Sosialisasi Bahaya Politik Identitas Dalam Rangka Mengawal Pemilu 2024 Yang Bermartabat dan Berkualitas diadakan di Surabaya pada tanggal 1-2 Desember 2022 yang diselenggarakan oleh Bawaslu Provinsi Jawa Timur yang dihadiri oleh Organisasi Masyarakat, KPU, Pondok Pesantren, Cak & Ning, Forum Komunikasi Masyarakat, Media, dan juga Influencer dan blogger.

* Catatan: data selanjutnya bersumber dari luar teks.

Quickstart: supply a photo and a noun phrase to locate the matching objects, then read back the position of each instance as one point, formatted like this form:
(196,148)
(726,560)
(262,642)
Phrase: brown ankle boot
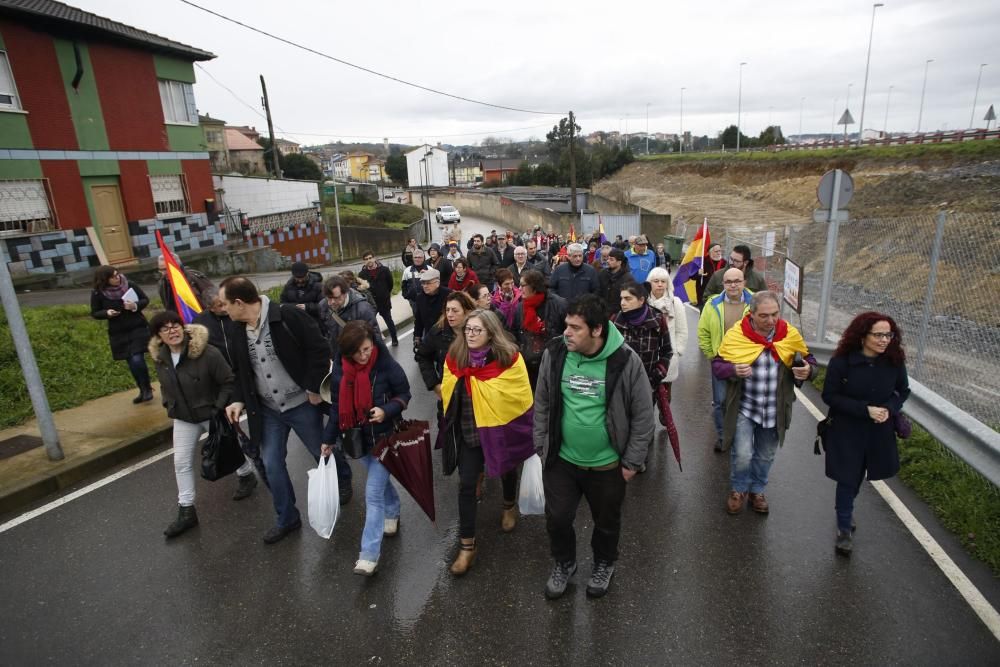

Karena saya diundang sebagai infulencer (blogger), maka saya merasa perlu membuat tulisan di blog agar materi yang saya dapat juga bermanfaat untuk khayalak. Setidaknya saya berusaha meneruskan informasi bahwasanya menuju Pemilu 2024 jangan terjadi lagi kekacauan yang membawa isu SARA.
Demi apapun, berantem masalah agama itu nggak ada manfaatnya. Kita cuma dapat capek. Capek hati dan pikiran.
Acara sosialisasi dihadiri oleh beberapa narasumber antara lain:
1. Dr. Suko Widodo, Drs,. M.Si, Pakar Komunikasi Politik dan Dosen Komunikasi Unair
2. Prof. Dr. H. Biyanto, M.Ag, Wakil Ketua FKUB Jatim
3. Panji Prasetyo, S.Sos,BA,MA, Tenaga Ahli DPR RI
4. A. Warits, S,Sos, Ketua Basalu Provinsi Jatim
5. Eka Rahmawati, S.Sos, Koordinator Divisi Pencegahan dan Partisipasi Masyarakat
Bahaya Politik Identitas dan Strategi Pencegahannya`
Bahasan politik memang tidak asik. Tidak banyak orang menyukai berita politik. Akan tetapi saat jelang Pemilu, biasanya bermunculan ‘pakar politik’ sambil masing-masing membawa narasi serta argumentasi yang seolah pendapatnya adalah paling benar.
Bolehlah, katanya kan setiap manusia bebas berpendapat.
Menurut Pak Biyanto semua partai dan elite politik masing-masing memang memiliki identitas, dan identitas itu adalah hal wajib agar eksistensi mereka dapat dikenal luas. Namun ditekankan oleh beliau bahwa dalam berpolitik jangan menggunakan identitas sebagai alat untuk menghasut.
Indonesia yang Berbhinneka Ika memiliki banyak sekali identitas seperti suku, agama dan kepercayaan, akan tetapi elite politik jangan menghantam perbedaan identitas ini untuk kepentingan pribadi dan golongan tertentu.
Ditambahkan oleh Pak Suko bahwa perjalanan politik kita mengalami perubahan. Beda dengan politik tradisional yang berpusat pada partai politik dan media massa, generasi muda kita sekarang lebih banyak fokus pada komunitas, interaksi, dan penggunaan media digital.
Omong-omong media digital, saat ini pengguna ponsel di Indonesia 124% dari jumlah penduduk Indonesia, artinya satu orang bisa memiliki 2-3 ponsel. Kondisi ini diperparah dengan karakter orang kita yang biasa memegang prinsip ‘YANG PENTING VIRAL, GAK PEDULI SALAH’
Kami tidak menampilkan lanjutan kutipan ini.